It is surprising to learn that aluminium is one of the very commonest things on the face of the earth. Clay and many common rocks are very largely made of it. Clay, to be precise, is a silicate of alumina, a term which is interesting when it is explained. Silica is the name given to oxide of silicon. Sand is mostly silica. Alumina, too, is oxide of aluminium. Silicate of alumina is a combination of the two.
Any clay, therefore, could be used as an ore from which to obtain aluminium, but of course there are certain minerals specially suitable for the purpose, since in them the metal is plentiful and easily extracted.

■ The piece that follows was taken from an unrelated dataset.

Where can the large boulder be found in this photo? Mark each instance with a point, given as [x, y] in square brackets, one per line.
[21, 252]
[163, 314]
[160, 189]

In another chapter reference is made to the production of caustic soda from a solution of common salt by electrolysis. The same principle, precisely, is used to obtain the metal aluminium from its ore, which is generally an oxide.
Common salt, let me remind you, is sodium and chlorine combined. When you dissolve it in water it becomes ionized, which means that each molecule of salt splits up into two ions one of which is electrically positive and the other electrically negative. Then, when we introduce two electrodes into the solution and connect them to a battery or dynamo, all the positive ions go to one electrode and all the negative ions to the other.
We cannot dissolve aluminium ore in water, but we can in a bath of molten cryolite, and for some reason or other, whether because of the heat or not we cannot say, the ore becomes ionized, the aluminium atoms being one sort and the oxygen atoms the other sort. These ions then sort themselves out, the oxygen ions being taken into combination with the carbon rod which forms the positive electrode, while the metal ions collect upon the negative electrode. Since this latter is a slab of carbon which forms the bottom of the vessel in which the process is carried on, the result is that pure aluminium gradually accumulates in the bottom of
the vessel and can be drawn off from time to time.
Aluminium is always produced in places where electric power can be obtained cheaply, such as near waterfalls.